5

My blog is a custom ruby/rack application, and has been crashing randomly every couple of weeks. I sometimes don't notice for days, and I'd like to be notified immediately if it happens.

What's the best way to do it? I'm running Centos 5.3, Nginx, Passenger, Rack, etc.

I've considered figuring out some way to email myself the tail of my error log, as that would help me catch EVERYTHING, not just that one app (it would tell me of missing links, etc). Is there an easy way to do that?

Thanks!

8 Answers8

6

If you need an alert when your site goes down you should consider an online service for notifications: They will see the outside perspective.

If you monitor from "inside your own box" you will never get an email if it crashes completely or looses its network connectivity because your script will not be able to run or alert you anymore.

Bello or Pingdom both offer free accounts that are great to get you started.

More services are listed in Can anyone recommend a website monitoring service?

4

I'm surprised nobody's mentioned Nagios. It's incredibly powerful, does uptime percentages, notification via email/IM, can run scripts on downtime, etc. It's probably the best out there.

Josh
  • 9,398
2

Check out AreMySitesUp (http://aremysitesup.com) and Pingdom. Both have free options, and will send an email and SMS when your site is down. AreMySitesUp has an iPhone app as well.

ctb
  • 306
1
  • you can use God : god (dot) rubyforge [dot] org

  • do you have a server in another location where you could run scripts?

  • these guys will monitor your page (max 2 urls) for free (every 30 minutes) http host-tracker.com order-page

1

You can get basic connectivity tests by just writing a shell script that uses wget and then determines if the page responded or not based on the response code.

#!/bin/bash
WGET='/usr/bin/wget'
URL='http://url.to.check'

${WGET} -O /dev/null --tries=1 ${URL}

if [ $? -eq 0 ]; then
    echo "Success!"
     # You could write a log file or something here
else
    echo "Fail! :("
     # run something to mail you that your site isn't responding
fi

This is a very basic example that could be expanded, but if you are just looking for something quick, this will work.

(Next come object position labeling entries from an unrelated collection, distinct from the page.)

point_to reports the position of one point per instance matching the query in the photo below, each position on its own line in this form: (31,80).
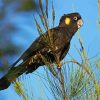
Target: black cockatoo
(53,46)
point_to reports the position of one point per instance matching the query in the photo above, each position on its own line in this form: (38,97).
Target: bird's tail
(4,83)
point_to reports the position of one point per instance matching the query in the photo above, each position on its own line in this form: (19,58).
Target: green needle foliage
(76,80)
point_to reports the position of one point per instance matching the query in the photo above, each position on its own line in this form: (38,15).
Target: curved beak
(79,23)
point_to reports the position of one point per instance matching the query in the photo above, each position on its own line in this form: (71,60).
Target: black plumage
(52,46)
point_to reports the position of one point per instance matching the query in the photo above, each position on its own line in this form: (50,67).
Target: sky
(90,34)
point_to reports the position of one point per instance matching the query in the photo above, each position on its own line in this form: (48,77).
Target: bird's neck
(69,31)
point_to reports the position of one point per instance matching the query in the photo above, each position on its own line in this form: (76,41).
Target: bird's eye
(75,18)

You can cron it so you know w/in a minute if it has crashed.

Alex
  • 6,723
1

Nagios is great if you have a large amount of servers. I suggest starting with munin it is simple to setup and plugins are literally a 5 minute time investment. It is great for collecting statistics and alerting on a smaller scale than nagios. The best part is should you expand to be large enough to warrant the investment nagios requires, it integrates into nagios well.

Munin: http://munin.projects.linpro.no/

Development started picking up again also!!

ScottZ
  • 467
0

You can use something like puppet or cfengine for process monitoring.

Monitoring whether a certain process still runs and if not, restart the process and report the event, is quite easy with these tools. You can even extend it so that it runs a check like opening a port and expecting some reply on a request.

However, this does not work if your entire server is dying, but that doesn't seem to be the cause here.

I'm not familiar with the ruby/rack set of options, but I know Django can also mail you on server errors (a page that causes an error while rendering) and 404's from your own site. Maybe you can find a similar option or hook in what you're building.

Combining the two of these means I'm notified in case a page fails to render and if the entire daemon dies.

0

you really should focus on debugging and fixing the problem instead :)

Said that, there are two ways to do what you want. If your server is always up (and you trust it to be up), you can easily monitor any running service via a cron job. Any monitoring software would simply be an overkill. But if you have problems with your web application and it fails in some way without actually bringing down any services running on your server, and there is no simple way to test that it failed (the process itself still runs, check results are inconsistent, etc.) then you probably want to use one of the recommended here services that check your site from the outside.

monomyth
  • 971